Almost 200 people will be employed at Aurora Algae’s commercial facility, with work expected to begin next year.
Last Monday the company announced it would proceed to commercial start-up in Karratha after a successful trial of a pilot project in the last two years.
Managing director Matt Caspari said the company had already employed about 50 workers at its demonstration facility and more were expected to come on board.
“The first stage (of the commercial facility) is going (to employ) about 90 people,” he said.
“The total expansion project would be about a $300 million investment, all in we would be up around 170 people and that’s not including construction or other jobs that may come from this project.”
Mr Caspari said the facility should be operating about a year after ground was broken in 2014, with the cost estimated at $86 million.
“We don’t need to do any outside funding, we have the investors around the table,” he said.
Premier Colin Barnett committed $10 million to help build a common use seawater pipeline which would be used at the new facility.
“To our American friends this is a fantastic project and it takes Western Australia to the very leading edge of the science of using algae to produce products that are needed in our community,” Mr
Mr Caspari welcomed the funding, saying it was a “very important piece” in the facility.
“Any support you can get from a government on a first-of-its-kind facility is really attractive to investors, so it has helped us bring investment around the table and into our company,” he said.
The company can produce biodiesel, health foods and pharmaceuticals from the algae which is harvested and dried before the oil is extracted for the various uses.
Mr Barnett said the project would be located in the Maitland Industrial Area which had been proposed for more than 10 years.
“This is very much a science project,” he said. “It has gone through its development period as a pilot program employing about 50 people and it will now go into the full production commercial stage.
“This is a world-leading industry.

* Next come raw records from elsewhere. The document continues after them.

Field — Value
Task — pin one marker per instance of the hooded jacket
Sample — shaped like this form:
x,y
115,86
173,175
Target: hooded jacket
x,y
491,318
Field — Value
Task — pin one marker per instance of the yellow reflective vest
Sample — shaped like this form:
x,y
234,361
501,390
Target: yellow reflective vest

This is a new development in Western Australia based on science originally developed from Berkeley University California.”
Karratha and Districts Chamber of Commerce and Industry chief executive John Lally said the project was exciting because it helped diversify the economy.
Mr Lally said it was good to have a smaller international company in the Pilbara as opposed to the massive resource conglomerates which were based in the region.
“In countries like America money is very cheap, interest rates are practically zero, so if these people want to invest this is the place to go,” he said.
Regional Development Minister Brendon Grylls agreed with Mr Lally in terms of the diversification the project would bring.“The Pilbara is ideally suited to the development of the algae industry due to the abundant sunshine and close proximity to sea water — the two key ingredients for the efficient production of algae — and the ready supply of carbon dioxide that is a by-product of the resources sector,” Mr Grylls said.